Final answer:
To find the number of three-digit numbers that can be formed from the set (0,1,2,...9) with repetition allowed and the number must be even, there are 500 possible numbers. There are 200 numbers that are divisible by 5, 100 numbers that are divisible by 10, and 100 numbers that are divisible by 25.
Step-by-step explanation:
To find the number of three-digit numbers that can be formed from the set (0,1,2,...9) with repetition allowed and the number must be even, we need to consider the possible values for each digit. The first digit can be any number from the set (0,2,4,6,8) which gives us 5 options. The second and third digits can be any number from the set (0,1,2,...9), so they each have 10 options. Therefore, the total number of three-digit even numbers that can be formed is 5 * 10 * 10 = 500.
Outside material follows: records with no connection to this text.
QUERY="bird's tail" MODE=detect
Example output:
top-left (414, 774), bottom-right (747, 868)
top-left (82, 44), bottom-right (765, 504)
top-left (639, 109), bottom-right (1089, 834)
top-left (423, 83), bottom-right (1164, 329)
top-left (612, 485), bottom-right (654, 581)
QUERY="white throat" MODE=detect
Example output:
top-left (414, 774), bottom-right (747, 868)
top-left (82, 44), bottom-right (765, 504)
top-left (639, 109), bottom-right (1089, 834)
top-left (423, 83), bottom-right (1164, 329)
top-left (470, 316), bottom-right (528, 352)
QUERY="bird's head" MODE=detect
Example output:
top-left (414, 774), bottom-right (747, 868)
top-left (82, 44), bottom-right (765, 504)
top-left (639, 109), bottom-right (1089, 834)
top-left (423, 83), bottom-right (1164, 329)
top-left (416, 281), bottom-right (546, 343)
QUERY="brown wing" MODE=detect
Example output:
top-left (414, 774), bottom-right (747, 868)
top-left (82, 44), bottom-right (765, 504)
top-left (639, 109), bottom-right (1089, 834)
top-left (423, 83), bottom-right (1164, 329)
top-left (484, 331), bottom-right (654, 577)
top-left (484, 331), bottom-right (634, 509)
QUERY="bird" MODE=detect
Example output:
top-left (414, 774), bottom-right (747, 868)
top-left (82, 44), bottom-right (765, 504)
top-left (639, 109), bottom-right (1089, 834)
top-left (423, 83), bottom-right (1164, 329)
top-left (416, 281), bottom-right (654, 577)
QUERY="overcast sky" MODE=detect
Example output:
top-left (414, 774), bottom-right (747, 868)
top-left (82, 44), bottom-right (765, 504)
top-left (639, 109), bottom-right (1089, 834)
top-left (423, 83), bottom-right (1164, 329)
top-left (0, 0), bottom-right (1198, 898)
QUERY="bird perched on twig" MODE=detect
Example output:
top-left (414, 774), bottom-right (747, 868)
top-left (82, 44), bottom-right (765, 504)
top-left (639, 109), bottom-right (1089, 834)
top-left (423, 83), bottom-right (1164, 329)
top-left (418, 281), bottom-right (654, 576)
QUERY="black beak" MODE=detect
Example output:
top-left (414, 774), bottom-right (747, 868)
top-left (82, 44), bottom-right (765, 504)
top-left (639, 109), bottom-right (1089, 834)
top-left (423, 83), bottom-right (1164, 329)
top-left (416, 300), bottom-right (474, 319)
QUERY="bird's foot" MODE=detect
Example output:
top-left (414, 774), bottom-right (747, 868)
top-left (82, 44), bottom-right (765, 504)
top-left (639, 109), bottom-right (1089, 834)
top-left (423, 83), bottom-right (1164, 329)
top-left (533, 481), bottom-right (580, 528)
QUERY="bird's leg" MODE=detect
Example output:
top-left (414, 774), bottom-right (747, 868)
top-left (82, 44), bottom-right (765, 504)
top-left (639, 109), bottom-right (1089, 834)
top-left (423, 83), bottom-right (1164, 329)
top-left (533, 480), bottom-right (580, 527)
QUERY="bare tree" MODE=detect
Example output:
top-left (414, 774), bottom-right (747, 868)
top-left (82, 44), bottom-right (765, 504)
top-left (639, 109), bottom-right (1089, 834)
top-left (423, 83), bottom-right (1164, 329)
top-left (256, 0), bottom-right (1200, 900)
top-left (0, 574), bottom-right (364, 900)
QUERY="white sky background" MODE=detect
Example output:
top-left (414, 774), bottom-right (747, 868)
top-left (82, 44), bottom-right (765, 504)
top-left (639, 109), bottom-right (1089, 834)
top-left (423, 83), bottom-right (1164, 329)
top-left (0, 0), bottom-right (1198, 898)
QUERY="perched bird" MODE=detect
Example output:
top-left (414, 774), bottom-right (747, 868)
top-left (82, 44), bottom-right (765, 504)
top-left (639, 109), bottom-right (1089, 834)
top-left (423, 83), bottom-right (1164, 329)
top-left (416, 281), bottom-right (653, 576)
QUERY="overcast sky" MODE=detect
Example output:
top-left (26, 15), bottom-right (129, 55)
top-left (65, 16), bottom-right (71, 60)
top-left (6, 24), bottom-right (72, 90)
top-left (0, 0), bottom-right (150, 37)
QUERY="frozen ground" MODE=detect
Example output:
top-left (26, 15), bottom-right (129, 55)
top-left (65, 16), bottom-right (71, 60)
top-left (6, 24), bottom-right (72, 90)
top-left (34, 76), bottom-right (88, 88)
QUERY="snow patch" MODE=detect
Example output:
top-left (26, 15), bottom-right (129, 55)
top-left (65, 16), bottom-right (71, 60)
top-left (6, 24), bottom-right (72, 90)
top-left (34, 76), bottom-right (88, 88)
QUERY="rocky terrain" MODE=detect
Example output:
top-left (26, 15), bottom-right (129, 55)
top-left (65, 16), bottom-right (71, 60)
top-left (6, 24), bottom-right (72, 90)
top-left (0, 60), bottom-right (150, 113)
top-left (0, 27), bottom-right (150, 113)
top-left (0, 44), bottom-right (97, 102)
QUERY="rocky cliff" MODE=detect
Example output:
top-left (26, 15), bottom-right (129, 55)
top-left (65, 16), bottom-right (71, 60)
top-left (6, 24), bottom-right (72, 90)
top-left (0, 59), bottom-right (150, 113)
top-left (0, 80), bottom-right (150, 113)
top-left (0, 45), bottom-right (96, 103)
To determine the number of three-digit numbers that are divisible by 5, we need to consider the possible values for each digit. The first two digits can be any number from the set (0,1,2,...9) which gives us 10 options each. The last digit must be either 0 or 5, so it has 2 options. Therefore, the total number of three-digit numbers divisible by 5 is 10 * 10 * 2 = 200.
To find the number of three-digit numbers that are divisible by 10, we need to consider the possible values for each digit. The first two digits can be any number from the set (0,1,2,...9) which gives us 10 options each. The last digit must be 0, so it has 1 option. Therefore, the total number of three-digit numbers divisible by 10 is 10 * 10 * 1 = 100.
To determine the number of three-digit numbers that are divisible by 25, we need to consider the possible values for each digit. The first two digits can be any number from the set (0,1,2,...9) which gives us 10 options each. The last two digits must be 25, so they have 1 option each. Therefore, the total number of three-digit numbers divisible by 25 is 10 * 10 * 1 = 100.